The Constitution is, first and foremost, a republican document, grounded in the people’s authority, even as the people’s authority is grounded in the moral law. The frame of government’s first words, “We the People,” proclaim this, as do many of its particular provisions. “Bills of attainder, ex post facto laws, and laws impairing the obligations of contracts,” the Federalist explains, are prohibited by the Constitution because they are “contrary to the first principles of the social compact and to every principle of sound legislation.” They are prohibited because they are wrong, in other words, not wrong because they are prohibited. And their wrongness has nothing to do with the race or sex or class of the person who might be the object of a bill of attainder or the group that might be ensnared by an ex post facto law. The Constitution is not racist, sexist, or anti-democratic; though the original Constitution incorporated notorious compromises with slavery, it did so to obtain a Republic whose principles were anti-slavery, as well as a Union in which, as Lincoln put it, the public mind could rest content knowing that slavery had been put on a course toward extinction. Elementary as these points are, they are essential to rebut the Left’s moral indictment of the old Constitution.

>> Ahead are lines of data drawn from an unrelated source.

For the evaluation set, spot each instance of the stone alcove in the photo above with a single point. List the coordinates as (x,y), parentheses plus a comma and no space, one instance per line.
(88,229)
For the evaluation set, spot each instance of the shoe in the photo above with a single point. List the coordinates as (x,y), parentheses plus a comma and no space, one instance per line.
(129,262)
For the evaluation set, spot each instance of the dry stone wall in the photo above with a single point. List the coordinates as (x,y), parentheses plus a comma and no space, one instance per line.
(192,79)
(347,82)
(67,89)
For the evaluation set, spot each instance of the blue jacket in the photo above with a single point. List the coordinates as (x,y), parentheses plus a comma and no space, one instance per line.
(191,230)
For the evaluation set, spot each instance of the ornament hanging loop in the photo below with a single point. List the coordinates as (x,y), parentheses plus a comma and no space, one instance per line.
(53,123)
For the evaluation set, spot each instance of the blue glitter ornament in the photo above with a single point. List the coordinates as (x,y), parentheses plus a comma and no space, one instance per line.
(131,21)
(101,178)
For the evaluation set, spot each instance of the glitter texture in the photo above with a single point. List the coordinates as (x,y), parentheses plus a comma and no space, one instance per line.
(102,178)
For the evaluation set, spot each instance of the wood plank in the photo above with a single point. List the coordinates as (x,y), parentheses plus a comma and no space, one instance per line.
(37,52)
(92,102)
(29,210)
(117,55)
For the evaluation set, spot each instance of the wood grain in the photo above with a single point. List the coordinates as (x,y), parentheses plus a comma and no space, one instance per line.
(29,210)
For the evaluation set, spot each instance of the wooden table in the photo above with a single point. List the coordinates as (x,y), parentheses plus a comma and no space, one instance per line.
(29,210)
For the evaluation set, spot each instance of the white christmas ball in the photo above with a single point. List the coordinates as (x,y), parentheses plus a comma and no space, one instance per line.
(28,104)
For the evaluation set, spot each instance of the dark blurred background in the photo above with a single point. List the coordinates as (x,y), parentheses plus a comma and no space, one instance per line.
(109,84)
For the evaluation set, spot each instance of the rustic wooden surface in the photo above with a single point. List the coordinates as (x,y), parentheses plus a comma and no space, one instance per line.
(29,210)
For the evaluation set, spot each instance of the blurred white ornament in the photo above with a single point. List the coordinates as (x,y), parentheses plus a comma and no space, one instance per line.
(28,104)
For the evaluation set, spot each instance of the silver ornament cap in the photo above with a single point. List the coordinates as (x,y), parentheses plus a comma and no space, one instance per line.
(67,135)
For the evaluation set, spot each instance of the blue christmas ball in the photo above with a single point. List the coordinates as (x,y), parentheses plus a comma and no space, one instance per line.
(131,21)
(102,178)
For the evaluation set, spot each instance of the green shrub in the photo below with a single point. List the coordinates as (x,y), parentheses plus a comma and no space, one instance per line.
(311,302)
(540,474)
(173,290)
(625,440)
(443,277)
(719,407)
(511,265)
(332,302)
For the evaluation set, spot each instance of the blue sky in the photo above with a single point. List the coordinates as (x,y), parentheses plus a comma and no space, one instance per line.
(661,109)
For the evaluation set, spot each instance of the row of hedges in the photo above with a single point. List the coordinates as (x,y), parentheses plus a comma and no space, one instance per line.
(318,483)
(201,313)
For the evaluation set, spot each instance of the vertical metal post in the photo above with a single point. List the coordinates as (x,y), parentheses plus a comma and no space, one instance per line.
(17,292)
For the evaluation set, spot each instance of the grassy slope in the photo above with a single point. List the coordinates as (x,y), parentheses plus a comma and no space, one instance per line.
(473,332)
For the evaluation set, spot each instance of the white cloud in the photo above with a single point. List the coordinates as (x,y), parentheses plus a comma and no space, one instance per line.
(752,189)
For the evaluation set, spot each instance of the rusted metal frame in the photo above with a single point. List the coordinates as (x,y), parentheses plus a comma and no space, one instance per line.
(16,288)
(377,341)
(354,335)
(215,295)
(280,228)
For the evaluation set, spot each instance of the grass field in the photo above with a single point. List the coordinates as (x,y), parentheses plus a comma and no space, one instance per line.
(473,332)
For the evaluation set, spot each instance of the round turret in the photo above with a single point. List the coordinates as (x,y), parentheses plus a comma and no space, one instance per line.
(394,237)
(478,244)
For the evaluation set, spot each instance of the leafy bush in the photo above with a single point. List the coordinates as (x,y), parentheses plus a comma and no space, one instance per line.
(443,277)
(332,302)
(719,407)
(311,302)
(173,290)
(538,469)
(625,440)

Fortunately, Harry V. Jaffa, Hadley Arkes, and the late Robert Goldwin and Martin Diamond have written copiously and brilliantly on the subject.
The Constitution establishes a government with two main structural principles — federalism and separation of powers — and each offers handles that citizens may grasp today to help relimit the national government.
Ours is, or was, a regime of enumerated legislative powers, in addition to certain implied powers that were “necessary and proper” to carry out the enumerated ones. The Founders disagreed among themselves about the extent of the implied powers (e.g., to charter a national bank) as well as about the exact bounds of presidential and judicial authority. But they expected to disagree in hard cases and left enough political play in the system for the people to take sides as they saw fit. Federalism was thus partly a legal or constitutional doctrine and partly a political one. Nonetheless, the state governments could serve as rallying points for opposition to federal encroachments, and still can. Though weakened by the Seventeenth Amendment (which destroyed the state governments’ control of the Senate) and other factors, the states may invoke their Tenth Amendment rights and link arms with one another in demanding that the offending national officeholders be voted out and a party of constitutionally faithful ones be voted in. This is the real electoral point of the states’ resistance, on display now in the impressive numbers of states protesting Obamacare. Schemes of neo-nullification (as Matthew Spalding has called them) purporting to declare a federal law null and void in a particular state are based on bad history and worse jurisprudence.